Se desvaneció, o se durmió, en la furgoneta y despertó en la sala de reanimación, tendido sobre una mesa, sin ropas, con una aguja en su vena dándole fuerzas. Richard estaba a su lado en una silla.
—¿Qué es toda esta mierda?
—Un cóctel, yo diría. Sangre pura; quizá algo de sangre de dragón salina o patentada mezclada con ella. Un poco de salsa Worcester. Te pondrá en forma en veinte minutos. ¿Puedes sujetar este tazón?
—Sí, desde luego que puedo. ¿Bianchi?
—Está aquí. El doctor está trabajando en él. Se está defendiendo, y dicen que sus constantes son invariables; no le dio a la arteria principal. Así que estamos bastante optimistas. Es un chico duro. Pero si la bala hubiera sido mayor… No hablará por algún tiempo. No volverá con nosotros, pienso. En cualquier caso está cerca del retiro. Pero no le dio en la columna, gracias a Dios. Ya no sabremos nada más, hasta después de la operación… Ahora tú. No te hizo demasiado daño; como tú mismo dijiste, sólo te rozó y tiene peor aspecto de lo que realmente es. Perdiste piel, algo de carne, desgarró algún músculo. Aparte de la sangre que te están reponiendo con la transfusión, no hay para tanto. Me siento profundamente satisfecho de poder decirlo.
Castang se bebió el té.
—Sabía que sólo era un rasguño. Cuando van en serio, duelen menos… ¿tienes las notas de Bianchi?
—Sí, pero en gran parte son ilegibles.
—Su nombre es Goltz. Vive al lado de mi casa. Tiene una oficina en la ciudad.
—Es verdad. Bianchi me dio un informe, ya sabes. Fausta tendrá la mayor parte.
—¿Entonces para qué estás perdiendo el tiempo aquí? —preguntó Castang con irritable desconfianza.
—¡Para cerrarte tus estúpidos ojos! Lasserre está ahí; nuestro Titi funcionará; no te preocupes. Cuando estés en condiciones te llevaremos a casa.

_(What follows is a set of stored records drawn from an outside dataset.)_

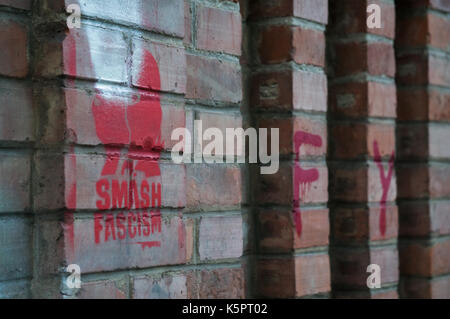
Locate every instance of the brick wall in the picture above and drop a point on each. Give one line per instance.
(288, 90)
(86, 175)
(362, 103)
(422, 44)
(16, 137)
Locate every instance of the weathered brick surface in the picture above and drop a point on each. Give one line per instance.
(363, 181)
(220, 237)
(86, 117)
(20, 4)
(16, 114)
(14, 55)
(15, 249)
(423, 161)
(15, 170)
(219, 30)
(213, 79)
(288, 90)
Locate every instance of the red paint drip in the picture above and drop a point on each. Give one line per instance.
(148, 244)
(385, 183)
(303, 177)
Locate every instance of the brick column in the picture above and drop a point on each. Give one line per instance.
(288, 91)
(216, 191)
(423, 133)
(361, 124)
(106, 196)
(16, 149)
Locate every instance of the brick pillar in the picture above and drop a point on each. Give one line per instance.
(16, 148)
(423, 133)
(216, 191)
(288, 91)
(361, 124)
(105, 195)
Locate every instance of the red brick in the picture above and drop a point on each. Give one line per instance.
(59, 177)
(362, 225)
(220, 237)
(277, 232)
(312, 274)
(350, 17)
(415, 104)
(213, 80)
(224, 283)
(438, 110)
(272, 90)
(439, 135)
(222, 121)
(412, 181)
(360, 184)
(154, 16)
(219, 30)
(376, 58)
(351, 266)
(424, 219)
(276, 188)
(15, 170)
(439, 71)
(287, 129)
(276, 91)
(283, 43)
(276, 44)
(14, 55)
(15, 247)
(422, 288)
(163, 286)
(425, 260)
(105, 289)
(171, 62)
(17, 116)
(276, 278)
(20, 4)
(439, 176)
(78, 244)
(215, 187)
(310, 91)
(89, 53)
(314, 10)
(81, 124)
(363, 99)
(412, 69)
(356, 140)
(423, 30)
(187, 23)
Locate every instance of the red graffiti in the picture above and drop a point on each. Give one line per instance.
(138, 126)
(385, 183)
(131, 180)
(303, 177)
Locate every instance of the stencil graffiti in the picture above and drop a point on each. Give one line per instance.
(385, 183)
(303, 177)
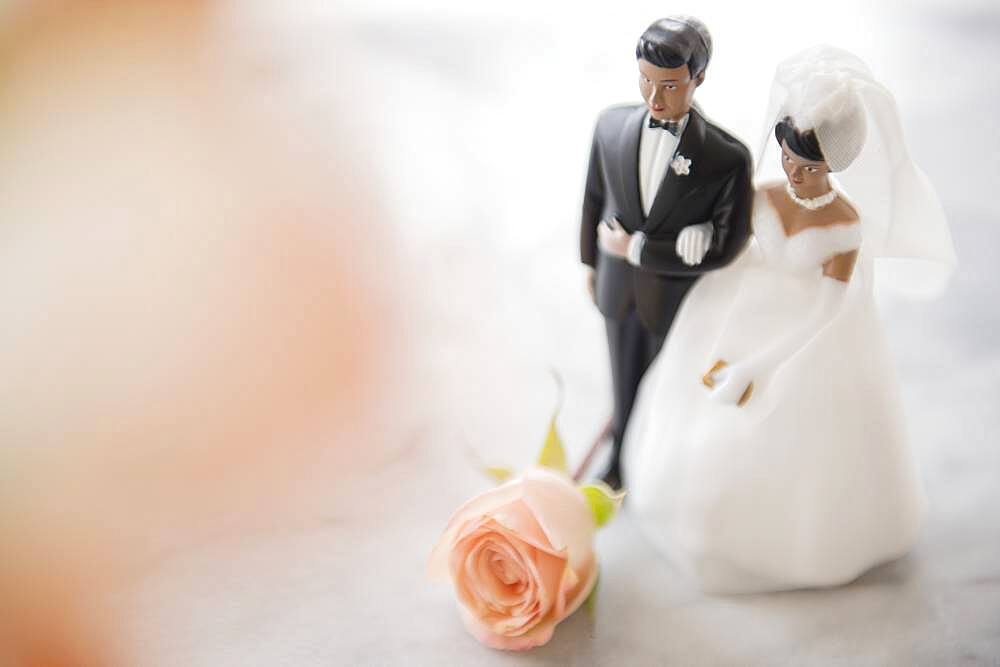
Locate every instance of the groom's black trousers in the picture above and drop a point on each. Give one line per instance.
(633, 348)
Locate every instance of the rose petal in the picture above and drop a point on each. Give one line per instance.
(562, 512)
(578, 594)
(473, 509)
(539, 635)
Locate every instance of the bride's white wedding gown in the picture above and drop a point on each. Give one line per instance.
(811, 482)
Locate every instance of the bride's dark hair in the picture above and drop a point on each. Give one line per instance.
(801, 143)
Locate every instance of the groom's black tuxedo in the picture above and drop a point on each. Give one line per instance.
(717, 190)
(639, 302)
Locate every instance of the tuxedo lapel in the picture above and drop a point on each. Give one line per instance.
(628, 165)
(674, 186)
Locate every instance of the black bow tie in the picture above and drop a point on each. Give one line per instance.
(671, 126)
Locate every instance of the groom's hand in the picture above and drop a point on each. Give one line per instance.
(693, 243)
(613, 238)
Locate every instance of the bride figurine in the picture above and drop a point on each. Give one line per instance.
(768, 449)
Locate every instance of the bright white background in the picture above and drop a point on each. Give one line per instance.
(475, 121)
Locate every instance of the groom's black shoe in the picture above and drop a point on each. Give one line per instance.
(613, 475)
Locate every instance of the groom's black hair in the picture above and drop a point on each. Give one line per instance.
(802, 143)
(676, 41)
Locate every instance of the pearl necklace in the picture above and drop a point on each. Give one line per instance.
(813, 204)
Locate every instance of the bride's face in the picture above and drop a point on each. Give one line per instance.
(808, 177)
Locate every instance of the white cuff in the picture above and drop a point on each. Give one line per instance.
(635, 248)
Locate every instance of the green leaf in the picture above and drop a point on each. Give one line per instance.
(604, 502)
(499, 474)
(553, 454)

Un cirujano entró en la habitación acortinada, le hizo una mueca, quitó la sábana, silbó con admiración, dijo algo que sonó como «Chernonsky» a sus acompañantes, añadió algunas instrucciones, palmeó ligeramente a Castang en el estómago, y dijo:
—No hay motivo para escribir a tu madre a casa. Un cosaco te golpeó con su látigo. Te han dado un bloody mary, pero ahora ya puede desconectarse; las chicas te limpiarán, te vendarán y podrás tomar un taxi. Olvídate de los revolcones de primera hora de la mañana hasta que haya tenido tiempo de cicatrizar. Pide esto en la farmacia —garabateó en su bloc de recetas— y vuelve a verme dentro de cuatro o cinco días; para entonces se habrá cerrado. Bien, comisario, tendrá que buscar a otro para que haga los saltos de palanca durante un tiempo.
—Sí —dijo Richard bruscamente—. ¿Y?
—No, y me temo que como mínimo durante otro par de horas. El doctor les verá entonces. ¿De acuerdo? —Terminó de lavarse las manos, levantó la mirada, y dijo—: Creo que los tres tienen motivos para congratularse.